The mate laughed, and Mitchell grinned his quiet grin.

“Well, this set me thinking,” he continued. “I always knew I was a dashed ugly cove, and I began to wonder whether any girl would really have me; and I kept on it till at last I made up my mind to find out and settle the matter for good–or bad.

“There was another farmer’s daughter living close by, and I met her pretty often coming home from work, and sometimes I had a yarn with her. She was plain, and no mistake: Mary was a Venus alongside of her. She had feet like a Lascar, and hands about ten sizes too large for her, and a face like that camel–only red; she walked like a camel, too. She looked like a ladder with a dress on, and she didn’t know a great A from a corner cupboard.

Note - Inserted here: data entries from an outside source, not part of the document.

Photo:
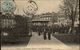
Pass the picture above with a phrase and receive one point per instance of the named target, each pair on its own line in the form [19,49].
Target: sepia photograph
[39,25]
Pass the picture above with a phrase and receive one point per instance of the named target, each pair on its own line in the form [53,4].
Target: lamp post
[30,10]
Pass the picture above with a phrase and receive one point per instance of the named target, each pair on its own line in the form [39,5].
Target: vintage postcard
[39,24]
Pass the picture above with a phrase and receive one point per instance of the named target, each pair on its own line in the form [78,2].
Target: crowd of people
[46,30]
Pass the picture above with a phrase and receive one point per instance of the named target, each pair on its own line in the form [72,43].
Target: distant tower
[8,6]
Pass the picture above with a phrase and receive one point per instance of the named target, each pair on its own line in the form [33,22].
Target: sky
[43,6]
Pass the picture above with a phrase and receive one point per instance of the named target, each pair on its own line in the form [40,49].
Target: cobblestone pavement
[38,43]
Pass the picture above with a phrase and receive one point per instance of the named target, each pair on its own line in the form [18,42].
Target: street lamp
[30,10]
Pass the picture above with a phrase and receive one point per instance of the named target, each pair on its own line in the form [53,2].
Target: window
[7,23]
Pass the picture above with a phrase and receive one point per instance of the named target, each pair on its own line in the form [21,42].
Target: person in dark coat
[44,33]
[49,32]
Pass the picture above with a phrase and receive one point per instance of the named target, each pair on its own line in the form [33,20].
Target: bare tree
[70,9]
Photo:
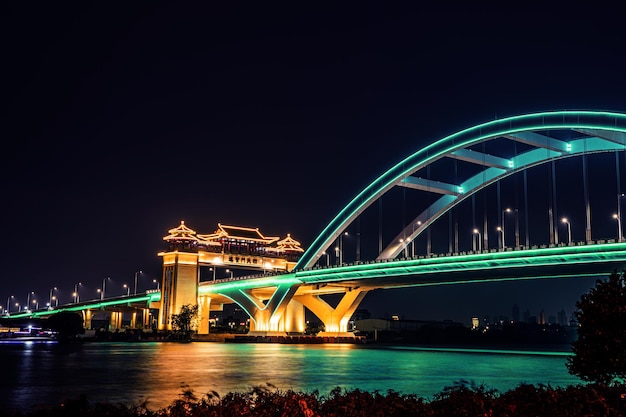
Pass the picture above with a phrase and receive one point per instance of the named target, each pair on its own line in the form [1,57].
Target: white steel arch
[586,132]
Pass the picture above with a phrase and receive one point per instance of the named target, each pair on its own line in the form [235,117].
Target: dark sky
[121,120]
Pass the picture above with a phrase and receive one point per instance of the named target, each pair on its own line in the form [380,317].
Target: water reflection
[157,372]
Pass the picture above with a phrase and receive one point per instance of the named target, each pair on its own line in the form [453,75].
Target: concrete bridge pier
[87,316]
[335,319]
[275,317]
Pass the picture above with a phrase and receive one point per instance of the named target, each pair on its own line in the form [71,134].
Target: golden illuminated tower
[179,285]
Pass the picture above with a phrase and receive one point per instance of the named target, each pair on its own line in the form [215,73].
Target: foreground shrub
[462,399]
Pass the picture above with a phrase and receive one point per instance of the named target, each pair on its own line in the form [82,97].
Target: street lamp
[104,283]
[51,295]
[327,258]
[137,273]
[9,304]
[76,296]
[480,243]
[619,227]
[569,229]
[506,210]
[27,306]
[501,230]
[404,243]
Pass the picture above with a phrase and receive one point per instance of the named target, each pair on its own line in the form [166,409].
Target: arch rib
[520,128]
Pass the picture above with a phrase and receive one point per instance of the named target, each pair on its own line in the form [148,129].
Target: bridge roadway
[116,306]
[597,258]
[263,294]
[276,302]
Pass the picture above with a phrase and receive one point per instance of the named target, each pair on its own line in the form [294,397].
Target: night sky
[120,120]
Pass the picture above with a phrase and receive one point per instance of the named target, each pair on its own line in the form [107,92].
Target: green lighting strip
[520,259]
[601,254]
[152,297]
[243,285]
[608,121]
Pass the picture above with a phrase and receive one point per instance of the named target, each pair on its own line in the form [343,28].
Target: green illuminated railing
[147,298]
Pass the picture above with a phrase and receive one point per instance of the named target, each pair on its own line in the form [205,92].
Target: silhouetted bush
[460,399]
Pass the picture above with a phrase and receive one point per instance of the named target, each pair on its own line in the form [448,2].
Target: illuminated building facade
[233,247]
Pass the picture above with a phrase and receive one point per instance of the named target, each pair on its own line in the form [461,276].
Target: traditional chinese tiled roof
[243,233]
[286,245]
[181,233]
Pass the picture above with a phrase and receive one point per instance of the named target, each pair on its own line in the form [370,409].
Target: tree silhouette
[600,350]
[184,321]
[68,325]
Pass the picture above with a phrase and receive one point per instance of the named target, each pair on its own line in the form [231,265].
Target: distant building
[515,313]
[371,325]
[541,319]
[475,323]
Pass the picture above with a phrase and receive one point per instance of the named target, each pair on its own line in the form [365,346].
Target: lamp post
[418,224]
[480,244]
[76,296]
[619,227]
[104,283]
[51,295]
[136,273]
[9,304]
[404,243]
[564,220]
[506,210]
[27,306]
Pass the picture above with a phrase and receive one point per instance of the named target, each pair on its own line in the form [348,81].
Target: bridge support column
[116,320]
[145,318]
[335,319]
[179,285]
[271,318]
[204,313]
[87,316]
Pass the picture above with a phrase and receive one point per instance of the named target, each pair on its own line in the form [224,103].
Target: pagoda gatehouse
[232,247]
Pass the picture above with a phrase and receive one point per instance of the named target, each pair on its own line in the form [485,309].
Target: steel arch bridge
[276,304]
[548,136]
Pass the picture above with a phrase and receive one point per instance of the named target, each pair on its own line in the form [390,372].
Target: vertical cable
[526,233]
[586,194]
[554,202]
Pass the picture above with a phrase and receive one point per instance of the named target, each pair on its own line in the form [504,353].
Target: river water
[34,374]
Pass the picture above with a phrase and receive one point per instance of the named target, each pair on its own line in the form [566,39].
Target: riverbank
[459,399]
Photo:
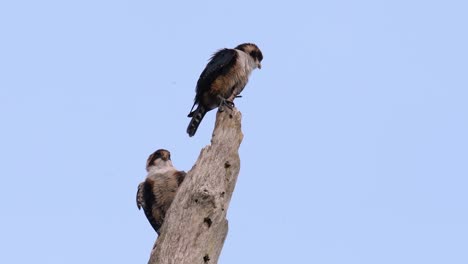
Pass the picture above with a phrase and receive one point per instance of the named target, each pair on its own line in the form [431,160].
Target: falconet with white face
[223,79]
[156,193]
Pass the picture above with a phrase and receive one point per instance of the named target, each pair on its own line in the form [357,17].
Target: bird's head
[253,51]
[160,157]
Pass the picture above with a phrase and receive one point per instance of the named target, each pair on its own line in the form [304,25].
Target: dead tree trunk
[195,226]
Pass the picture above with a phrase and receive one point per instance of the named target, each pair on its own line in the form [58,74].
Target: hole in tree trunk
[207,221]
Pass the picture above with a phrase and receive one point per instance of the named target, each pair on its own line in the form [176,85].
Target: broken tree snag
[195,225]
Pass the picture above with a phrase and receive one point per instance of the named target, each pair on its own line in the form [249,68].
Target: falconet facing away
[156,193]
[223,79]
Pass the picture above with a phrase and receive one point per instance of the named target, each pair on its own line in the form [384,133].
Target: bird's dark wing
[218,65]
[146,200]
[180,176]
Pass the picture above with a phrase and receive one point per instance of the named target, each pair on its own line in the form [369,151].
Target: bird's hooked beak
[165,157]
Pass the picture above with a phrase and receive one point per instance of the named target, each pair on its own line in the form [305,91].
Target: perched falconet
[223,79]
[156,193]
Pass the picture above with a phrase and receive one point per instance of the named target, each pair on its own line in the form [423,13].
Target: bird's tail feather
[197,117]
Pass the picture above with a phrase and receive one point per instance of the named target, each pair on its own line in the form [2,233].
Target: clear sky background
[356,127]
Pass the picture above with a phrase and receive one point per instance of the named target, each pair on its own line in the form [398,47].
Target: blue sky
[355,147]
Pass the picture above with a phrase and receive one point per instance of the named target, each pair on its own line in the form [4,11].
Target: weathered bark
[195,226]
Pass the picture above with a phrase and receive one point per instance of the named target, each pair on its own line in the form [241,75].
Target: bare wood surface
[195,226]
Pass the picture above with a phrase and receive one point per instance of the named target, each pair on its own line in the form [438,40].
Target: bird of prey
[223,79]
[156,193]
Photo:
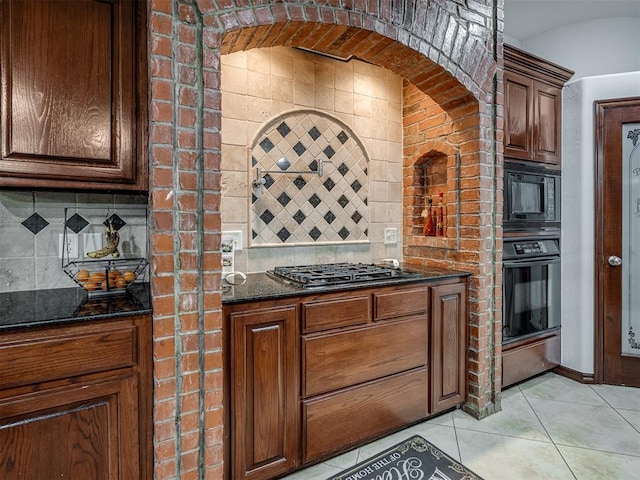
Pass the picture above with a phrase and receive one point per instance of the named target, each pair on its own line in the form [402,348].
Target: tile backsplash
[311,182]
[286,110]
[31,223]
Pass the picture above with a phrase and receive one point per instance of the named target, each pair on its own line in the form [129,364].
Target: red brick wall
[445,51]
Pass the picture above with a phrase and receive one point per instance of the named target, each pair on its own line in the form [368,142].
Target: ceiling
[527,18]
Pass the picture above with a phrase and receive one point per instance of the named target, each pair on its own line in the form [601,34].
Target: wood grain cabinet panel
[85,431]
[319,374]
[448,346]
[325,314]
[533,107]
[518,121]
[342,359]
[265,392]
[73,94]
[86,417]
[399,303]
[51,357]
[333,422]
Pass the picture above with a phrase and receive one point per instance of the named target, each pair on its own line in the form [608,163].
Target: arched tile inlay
[329,202]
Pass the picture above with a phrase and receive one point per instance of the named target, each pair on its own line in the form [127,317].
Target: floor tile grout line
[551,438]
[614,408]
[455,434]
[506,435]
[609,452]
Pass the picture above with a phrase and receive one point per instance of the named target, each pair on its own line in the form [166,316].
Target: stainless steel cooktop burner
[308,276]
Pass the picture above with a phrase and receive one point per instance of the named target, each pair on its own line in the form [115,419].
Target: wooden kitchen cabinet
[75,401]
[533,107]
[320,373]
[73,94]
[265,391]
[448,346]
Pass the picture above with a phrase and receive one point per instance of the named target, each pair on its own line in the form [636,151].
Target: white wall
[596,47]
[578,183]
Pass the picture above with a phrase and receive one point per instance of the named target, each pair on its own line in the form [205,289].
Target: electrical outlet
[236,237]
[390,236]
[70,250]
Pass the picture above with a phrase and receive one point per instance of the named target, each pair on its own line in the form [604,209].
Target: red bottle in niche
[440,225]
[429,229]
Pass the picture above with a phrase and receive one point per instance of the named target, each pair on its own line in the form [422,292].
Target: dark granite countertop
[262,286]
[47,307]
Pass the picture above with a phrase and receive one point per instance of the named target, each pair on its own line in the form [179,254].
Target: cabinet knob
[614,261]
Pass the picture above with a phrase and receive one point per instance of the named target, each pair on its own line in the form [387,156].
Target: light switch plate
[92,242]
[236,236]
[390,236]
[70,250]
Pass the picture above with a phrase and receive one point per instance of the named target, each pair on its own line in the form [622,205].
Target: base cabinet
[265,392]
[86,431]
[315,375]
[448,346]
[76,402]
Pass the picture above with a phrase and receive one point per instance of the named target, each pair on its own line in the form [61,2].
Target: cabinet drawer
[51,357]
[320,315]
[334,422]
[400,303]
[344,359]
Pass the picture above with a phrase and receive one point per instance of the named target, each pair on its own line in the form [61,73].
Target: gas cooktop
[308,276]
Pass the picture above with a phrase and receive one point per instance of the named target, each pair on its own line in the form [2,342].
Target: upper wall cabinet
[533,107]
[73,95]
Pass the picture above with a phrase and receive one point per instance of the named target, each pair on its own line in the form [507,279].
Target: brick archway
[442,49]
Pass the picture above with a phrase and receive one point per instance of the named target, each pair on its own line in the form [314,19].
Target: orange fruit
[97,277]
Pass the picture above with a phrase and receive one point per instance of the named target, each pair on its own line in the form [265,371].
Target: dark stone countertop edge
[262,286]
[38,308]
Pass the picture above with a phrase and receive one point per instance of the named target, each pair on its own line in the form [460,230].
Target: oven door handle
[531,262]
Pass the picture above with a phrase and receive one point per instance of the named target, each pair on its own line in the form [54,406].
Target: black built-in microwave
[531,197]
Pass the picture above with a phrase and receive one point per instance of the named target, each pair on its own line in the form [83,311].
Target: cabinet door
[448,346]
[69,94]
[265,398]
[518,116]
[87,431]
[547,131]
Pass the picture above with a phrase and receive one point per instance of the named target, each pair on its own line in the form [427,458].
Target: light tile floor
[550,428]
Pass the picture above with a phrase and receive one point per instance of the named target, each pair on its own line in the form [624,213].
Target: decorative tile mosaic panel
[315,184]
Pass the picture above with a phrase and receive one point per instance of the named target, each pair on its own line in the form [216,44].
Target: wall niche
[435,177]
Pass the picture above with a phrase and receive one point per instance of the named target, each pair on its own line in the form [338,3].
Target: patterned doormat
[411,459]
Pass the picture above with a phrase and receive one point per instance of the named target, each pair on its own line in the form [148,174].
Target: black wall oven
[531,197]
[531,283]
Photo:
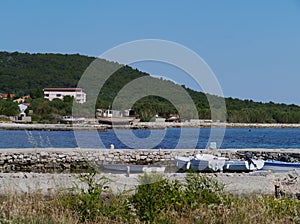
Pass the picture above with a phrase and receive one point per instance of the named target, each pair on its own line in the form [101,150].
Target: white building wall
[59,93]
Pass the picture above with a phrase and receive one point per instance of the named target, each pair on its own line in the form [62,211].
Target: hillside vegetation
[24,73]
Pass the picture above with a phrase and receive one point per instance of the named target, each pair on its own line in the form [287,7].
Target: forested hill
[24,73]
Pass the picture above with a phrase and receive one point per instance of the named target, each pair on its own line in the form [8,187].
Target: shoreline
[140,125]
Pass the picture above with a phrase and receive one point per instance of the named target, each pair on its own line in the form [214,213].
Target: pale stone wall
[75,160]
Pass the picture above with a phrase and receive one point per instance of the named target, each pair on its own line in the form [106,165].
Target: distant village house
[6,95]
[59,93]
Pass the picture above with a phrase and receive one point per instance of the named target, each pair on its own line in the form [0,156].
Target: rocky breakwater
[78,160]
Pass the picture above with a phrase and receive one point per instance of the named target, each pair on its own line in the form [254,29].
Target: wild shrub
[201,189]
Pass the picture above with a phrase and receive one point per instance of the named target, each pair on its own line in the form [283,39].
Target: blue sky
[253,46]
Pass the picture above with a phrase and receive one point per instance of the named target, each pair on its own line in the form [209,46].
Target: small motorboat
[243,166]
[280,166]
[207,162]
[183,162]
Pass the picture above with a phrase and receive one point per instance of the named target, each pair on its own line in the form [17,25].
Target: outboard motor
[248,158]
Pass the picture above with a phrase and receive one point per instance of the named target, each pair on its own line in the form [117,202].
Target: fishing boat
[280,166]
[183,162]
[108,116]
[207,162]
[201,162]
[71,120]
[243,166]
[132,168]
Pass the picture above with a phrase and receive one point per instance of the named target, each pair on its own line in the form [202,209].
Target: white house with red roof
[59,93]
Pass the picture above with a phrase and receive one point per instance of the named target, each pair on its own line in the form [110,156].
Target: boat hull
[111,121]
[279,166]
[243,166]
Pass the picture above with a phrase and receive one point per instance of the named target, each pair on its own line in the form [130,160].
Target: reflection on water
[169,138]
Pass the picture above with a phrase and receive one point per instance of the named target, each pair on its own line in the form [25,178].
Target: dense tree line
[24,73]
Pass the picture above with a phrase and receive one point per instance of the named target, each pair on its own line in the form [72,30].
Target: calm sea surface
[169,138]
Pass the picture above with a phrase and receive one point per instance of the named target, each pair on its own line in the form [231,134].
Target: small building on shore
[59,93]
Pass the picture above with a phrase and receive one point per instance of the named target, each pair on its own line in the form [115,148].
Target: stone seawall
[77,160]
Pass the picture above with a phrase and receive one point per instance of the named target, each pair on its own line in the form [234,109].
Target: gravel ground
[239,184]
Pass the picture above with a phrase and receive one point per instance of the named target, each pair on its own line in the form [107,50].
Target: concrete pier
[56,160]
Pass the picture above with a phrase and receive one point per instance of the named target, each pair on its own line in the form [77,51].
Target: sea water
[234,138]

“Well, one evening I met her at the sliprails, and presently I asked her, for a joke, if she’d marry me. Mind you, I never wanted to marry her; I was only curious to know whether any girl would have me.

“She turned away her face and seemed to hesitate, and I was just turning away and beginning to think I was a dashed hopeless case, when all of a sudden she fell up against me and said she’d be my wife….And it wasn’t her fault that she wasn’t.”

“What did she do?”

“Do! What didn’t she do? Next day she went down to our place when I was at work, and hugged and kissed mother and the girls all round, and cried, and told mother that she’d try and be a dutiful daughter to her. Good Lord! You should have seen the old woman and the girls when I came home.